KABARJOMBANG.COM – Adanya pembangunan jembatan yang berada di Dusun/Desa/Kecamatan Mojowarno, Jombang Jawa Timur, menjadi polemik tersendiri di masyarakat setempat. Warga menghentikan proyek, karena menganggap, pihak desa tak transaparan dalam pelaksanaan pembangunan proyek.
Selain dihentikan warga, proyek jembatan antar dusun yang menelan anggaran DD (Dana Desa) sebesar Rp 105 Juta tersebut, juga dianggap tak selaras dengan Undang-undang No 6 Tahun 2014 tentang Desa. Dan dalam Surat Keputusan Bersama (SKB) 4 menteri yang ditandatangani dan ditetapkan 18 Desember 2017 oleh Menteri Dalam Negeri Tjahjo Kumolo, Menteri Keuangan Sri Mulyani, Menteri Desa Pembangunan Daerah Tertinggal dan Transmigrasi.
Serta Menteri Perencanaan Pembangunan Nasional BPPN, Bambang Brojonegoro, soal pelaksanaan proyek yang menargetkan penggunaan Dana Desa harus padat karya.
Seperti yang dituangkan dalam SKB 4 Menteri pada poin 7 yang menyebutkan, bahwa fasilitas kegiatan pembangunan yang didanai dari Dana Desa, dengan mekanisme swakelola dan diupayakan tidak dikerjakan saat musim panen.
Adanya aturan tersebut, dipastikan jika penggunaan Dana Desa dalam pembangunan infrastruktur, tidak boleh dikerjakan oleh kontraktor.
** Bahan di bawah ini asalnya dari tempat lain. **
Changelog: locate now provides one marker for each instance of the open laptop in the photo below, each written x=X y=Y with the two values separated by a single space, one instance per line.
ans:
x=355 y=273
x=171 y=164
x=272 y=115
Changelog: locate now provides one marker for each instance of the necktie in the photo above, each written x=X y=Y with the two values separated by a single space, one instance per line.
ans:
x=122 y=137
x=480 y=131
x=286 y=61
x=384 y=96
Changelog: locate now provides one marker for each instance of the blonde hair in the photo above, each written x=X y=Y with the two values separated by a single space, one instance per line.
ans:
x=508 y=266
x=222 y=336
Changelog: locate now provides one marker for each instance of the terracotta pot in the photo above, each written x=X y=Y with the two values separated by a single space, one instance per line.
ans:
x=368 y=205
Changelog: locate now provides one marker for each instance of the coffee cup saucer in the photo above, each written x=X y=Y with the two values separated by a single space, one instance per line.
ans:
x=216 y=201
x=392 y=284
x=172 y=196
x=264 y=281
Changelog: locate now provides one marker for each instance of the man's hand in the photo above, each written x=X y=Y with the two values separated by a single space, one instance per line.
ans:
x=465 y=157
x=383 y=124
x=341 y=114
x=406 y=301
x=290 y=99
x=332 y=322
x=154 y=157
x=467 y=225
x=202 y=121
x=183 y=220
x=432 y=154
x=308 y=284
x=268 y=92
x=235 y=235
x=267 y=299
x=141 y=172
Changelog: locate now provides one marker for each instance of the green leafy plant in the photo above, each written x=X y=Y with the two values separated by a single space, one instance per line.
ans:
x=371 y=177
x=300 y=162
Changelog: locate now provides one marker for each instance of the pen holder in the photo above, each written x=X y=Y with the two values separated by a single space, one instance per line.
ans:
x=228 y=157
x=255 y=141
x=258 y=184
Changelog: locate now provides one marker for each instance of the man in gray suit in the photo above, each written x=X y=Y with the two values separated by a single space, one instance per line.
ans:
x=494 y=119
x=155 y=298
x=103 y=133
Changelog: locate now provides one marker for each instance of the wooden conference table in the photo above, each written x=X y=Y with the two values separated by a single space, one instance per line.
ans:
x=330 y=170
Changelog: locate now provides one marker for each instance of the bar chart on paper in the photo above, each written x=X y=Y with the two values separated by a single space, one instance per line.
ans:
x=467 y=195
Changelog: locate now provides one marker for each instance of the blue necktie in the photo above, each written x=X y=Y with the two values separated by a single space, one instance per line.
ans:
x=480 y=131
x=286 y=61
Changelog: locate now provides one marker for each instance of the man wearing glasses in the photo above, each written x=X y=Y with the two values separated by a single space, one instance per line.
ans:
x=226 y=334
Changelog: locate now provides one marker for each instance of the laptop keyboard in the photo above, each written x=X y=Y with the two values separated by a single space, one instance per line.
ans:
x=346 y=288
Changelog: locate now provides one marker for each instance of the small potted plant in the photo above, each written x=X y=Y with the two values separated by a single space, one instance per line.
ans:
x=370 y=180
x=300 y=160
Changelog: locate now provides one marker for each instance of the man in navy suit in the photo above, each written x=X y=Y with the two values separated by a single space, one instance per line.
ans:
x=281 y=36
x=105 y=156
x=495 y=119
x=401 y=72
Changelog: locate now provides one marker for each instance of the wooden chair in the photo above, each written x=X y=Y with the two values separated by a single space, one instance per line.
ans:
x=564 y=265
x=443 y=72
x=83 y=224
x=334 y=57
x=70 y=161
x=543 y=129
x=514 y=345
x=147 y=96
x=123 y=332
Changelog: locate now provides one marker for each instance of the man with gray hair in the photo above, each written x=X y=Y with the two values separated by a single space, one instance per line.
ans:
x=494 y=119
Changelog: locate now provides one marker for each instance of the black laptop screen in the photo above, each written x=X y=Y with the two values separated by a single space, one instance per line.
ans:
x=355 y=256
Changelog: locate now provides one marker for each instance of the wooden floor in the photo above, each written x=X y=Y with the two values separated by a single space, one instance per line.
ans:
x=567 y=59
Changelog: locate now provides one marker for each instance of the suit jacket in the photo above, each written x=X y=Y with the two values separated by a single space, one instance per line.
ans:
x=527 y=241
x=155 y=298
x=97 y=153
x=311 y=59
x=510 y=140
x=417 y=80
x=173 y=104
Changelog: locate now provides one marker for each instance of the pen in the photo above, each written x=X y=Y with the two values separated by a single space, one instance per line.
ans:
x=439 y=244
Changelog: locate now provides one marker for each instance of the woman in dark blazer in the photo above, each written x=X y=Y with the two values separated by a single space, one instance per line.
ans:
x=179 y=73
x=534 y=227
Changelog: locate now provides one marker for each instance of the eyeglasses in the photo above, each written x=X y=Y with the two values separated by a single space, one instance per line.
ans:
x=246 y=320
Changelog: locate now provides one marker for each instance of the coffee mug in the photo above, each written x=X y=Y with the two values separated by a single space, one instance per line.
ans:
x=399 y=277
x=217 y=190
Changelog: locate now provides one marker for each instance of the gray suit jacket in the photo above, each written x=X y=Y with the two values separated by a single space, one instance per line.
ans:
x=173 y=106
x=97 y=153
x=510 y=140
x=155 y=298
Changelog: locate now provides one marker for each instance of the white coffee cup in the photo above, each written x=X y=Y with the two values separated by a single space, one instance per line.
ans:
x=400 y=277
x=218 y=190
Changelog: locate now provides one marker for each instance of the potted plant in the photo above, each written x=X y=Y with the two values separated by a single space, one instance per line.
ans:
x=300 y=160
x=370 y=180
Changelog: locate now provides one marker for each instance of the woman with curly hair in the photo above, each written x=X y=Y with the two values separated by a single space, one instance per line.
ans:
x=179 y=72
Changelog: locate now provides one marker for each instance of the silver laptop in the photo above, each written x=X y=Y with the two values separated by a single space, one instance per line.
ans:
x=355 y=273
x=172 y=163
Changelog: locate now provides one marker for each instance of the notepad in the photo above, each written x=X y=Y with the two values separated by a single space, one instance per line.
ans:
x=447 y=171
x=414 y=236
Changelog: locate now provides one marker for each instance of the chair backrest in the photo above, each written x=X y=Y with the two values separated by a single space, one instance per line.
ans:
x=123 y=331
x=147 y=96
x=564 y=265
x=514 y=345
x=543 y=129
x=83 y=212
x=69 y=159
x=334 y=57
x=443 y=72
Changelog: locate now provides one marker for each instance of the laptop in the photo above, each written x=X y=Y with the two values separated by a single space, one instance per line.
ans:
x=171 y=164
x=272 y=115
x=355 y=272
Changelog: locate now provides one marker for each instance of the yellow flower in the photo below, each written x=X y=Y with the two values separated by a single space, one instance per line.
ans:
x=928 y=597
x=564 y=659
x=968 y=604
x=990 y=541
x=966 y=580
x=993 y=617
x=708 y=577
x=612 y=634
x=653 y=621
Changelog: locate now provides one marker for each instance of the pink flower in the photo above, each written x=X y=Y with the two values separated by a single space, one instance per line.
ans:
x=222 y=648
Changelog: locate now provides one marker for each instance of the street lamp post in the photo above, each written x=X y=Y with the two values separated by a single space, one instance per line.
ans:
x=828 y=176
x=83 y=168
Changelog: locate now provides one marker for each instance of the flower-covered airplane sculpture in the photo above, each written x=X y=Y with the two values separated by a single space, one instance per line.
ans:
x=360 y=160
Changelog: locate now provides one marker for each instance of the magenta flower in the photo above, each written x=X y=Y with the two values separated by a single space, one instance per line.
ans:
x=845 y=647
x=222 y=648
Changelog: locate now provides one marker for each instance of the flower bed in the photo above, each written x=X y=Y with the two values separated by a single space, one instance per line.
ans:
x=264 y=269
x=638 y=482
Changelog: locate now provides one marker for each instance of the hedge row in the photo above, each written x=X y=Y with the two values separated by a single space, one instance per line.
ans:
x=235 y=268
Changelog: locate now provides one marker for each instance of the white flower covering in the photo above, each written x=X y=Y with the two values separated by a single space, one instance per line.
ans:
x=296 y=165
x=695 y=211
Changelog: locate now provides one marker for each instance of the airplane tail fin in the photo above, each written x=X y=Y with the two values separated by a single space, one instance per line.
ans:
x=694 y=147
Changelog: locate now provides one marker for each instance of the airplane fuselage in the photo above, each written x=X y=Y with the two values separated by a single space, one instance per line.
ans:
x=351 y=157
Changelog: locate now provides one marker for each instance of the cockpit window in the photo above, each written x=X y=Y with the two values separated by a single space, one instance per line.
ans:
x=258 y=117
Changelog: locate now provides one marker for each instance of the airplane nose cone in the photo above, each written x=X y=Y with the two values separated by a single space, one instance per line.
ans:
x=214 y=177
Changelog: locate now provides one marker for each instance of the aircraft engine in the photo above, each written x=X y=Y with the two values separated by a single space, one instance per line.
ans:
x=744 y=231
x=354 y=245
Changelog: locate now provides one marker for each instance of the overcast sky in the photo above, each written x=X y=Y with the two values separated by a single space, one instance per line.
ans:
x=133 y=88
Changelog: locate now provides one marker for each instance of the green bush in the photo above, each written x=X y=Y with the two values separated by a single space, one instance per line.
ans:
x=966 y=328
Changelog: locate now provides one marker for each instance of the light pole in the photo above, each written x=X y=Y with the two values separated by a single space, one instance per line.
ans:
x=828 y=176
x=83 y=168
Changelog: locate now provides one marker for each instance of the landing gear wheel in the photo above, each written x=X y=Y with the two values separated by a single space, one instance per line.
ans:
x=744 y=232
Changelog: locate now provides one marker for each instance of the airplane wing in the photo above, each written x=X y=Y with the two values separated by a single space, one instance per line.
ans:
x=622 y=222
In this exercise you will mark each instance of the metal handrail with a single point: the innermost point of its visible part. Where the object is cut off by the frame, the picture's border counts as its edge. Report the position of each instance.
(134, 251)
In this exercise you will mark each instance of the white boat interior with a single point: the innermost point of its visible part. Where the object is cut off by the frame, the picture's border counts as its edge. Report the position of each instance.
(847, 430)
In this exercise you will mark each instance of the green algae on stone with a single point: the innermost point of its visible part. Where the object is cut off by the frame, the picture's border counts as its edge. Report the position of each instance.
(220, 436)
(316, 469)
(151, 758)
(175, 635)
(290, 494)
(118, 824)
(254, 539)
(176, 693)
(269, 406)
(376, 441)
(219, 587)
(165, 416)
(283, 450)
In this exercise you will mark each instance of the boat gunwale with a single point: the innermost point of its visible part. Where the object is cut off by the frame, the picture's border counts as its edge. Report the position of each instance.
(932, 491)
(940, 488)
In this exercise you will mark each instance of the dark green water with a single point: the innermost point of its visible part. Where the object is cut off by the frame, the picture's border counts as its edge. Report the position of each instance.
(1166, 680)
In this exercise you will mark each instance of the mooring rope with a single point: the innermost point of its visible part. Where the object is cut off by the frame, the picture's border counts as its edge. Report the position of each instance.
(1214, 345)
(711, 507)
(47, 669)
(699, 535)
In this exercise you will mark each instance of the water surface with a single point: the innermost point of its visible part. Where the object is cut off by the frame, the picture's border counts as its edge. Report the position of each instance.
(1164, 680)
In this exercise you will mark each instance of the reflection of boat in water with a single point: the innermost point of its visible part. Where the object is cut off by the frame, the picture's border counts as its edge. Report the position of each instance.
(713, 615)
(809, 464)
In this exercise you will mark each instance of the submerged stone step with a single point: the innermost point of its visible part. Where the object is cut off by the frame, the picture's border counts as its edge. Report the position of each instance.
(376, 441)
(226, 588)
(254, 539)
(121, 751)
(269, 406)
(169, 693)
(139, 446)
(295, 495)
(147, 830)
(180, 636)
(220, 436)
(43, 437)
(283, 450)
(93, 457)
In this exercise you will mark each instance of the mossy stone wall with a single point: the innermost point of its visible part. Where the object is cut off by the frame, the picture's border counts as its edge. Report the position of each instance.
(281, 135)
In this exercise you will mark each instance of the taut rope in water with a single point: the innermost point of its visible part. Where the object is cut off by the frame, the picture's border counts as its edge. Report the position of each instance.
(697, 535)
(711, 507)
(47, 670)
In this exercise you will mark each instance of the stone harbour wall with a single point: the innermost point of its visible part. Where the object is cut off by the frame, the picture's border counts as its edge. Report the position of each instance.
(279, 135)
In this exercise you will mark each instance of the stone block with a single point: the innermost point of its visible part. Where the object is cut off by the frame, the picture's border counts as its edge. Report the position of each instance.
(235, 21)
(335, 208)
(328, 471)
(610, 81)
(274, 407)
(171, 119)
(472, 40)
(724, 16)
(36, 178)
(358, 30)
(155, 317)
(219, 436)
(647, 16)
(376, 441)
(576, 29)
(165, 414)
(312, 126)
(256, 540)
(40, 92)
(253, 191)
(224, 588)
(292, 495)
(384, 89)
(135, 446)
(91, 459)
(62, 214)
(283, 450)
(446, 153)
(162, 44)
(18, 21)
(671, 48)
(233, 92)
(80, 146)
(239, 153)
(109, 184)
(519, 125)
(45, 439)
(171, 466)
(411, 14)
Seperti yang disampaikan Menteri Desa, Pembangunan Daerah Tertinggal dan Transmigrasi (Mendes PDTT), Eko Putro Sandjojo. Dirinya menegaskan, mulai 2018, kontraktor tidak boleh mengerjakan proyek dana desa (DD). Dana desa hanya boleh dikerjakan masyarakat desa secara swakelola.
“Tahun depan, kami tidak mau ada proyek dana desa yang dikerjakan dengan kontraktor lagi. Dana desa harus dikerjakan secara swakelola dan 30 persen dana desa harus dipakai untuk upah,” seperti dikutip detikcom.
Larangan terhadap kontraktor dalam sistem pengerjaan proyek Dana Desa, dan dianjurkan dikerjakan secara swakelola bisa mengangkat ekonomi masyarakat. Termasuk income warga desa juga meningkat. Peningkatan ekonomi warga desa, kata Eko, bisa terealisasi bila penggunaannya bersentuhan langsung dengan masyarakat.
“Tahun-tahun sebelumnya masih ada kendala di aturan. Kalau dulu kan (proyek dana desa) lebih dari Rp 200 juta harus pakai kontraktor. Sekarang, dana berapapun harus dikelola dengan swakelola (oleh masyarakat),” jelasnya.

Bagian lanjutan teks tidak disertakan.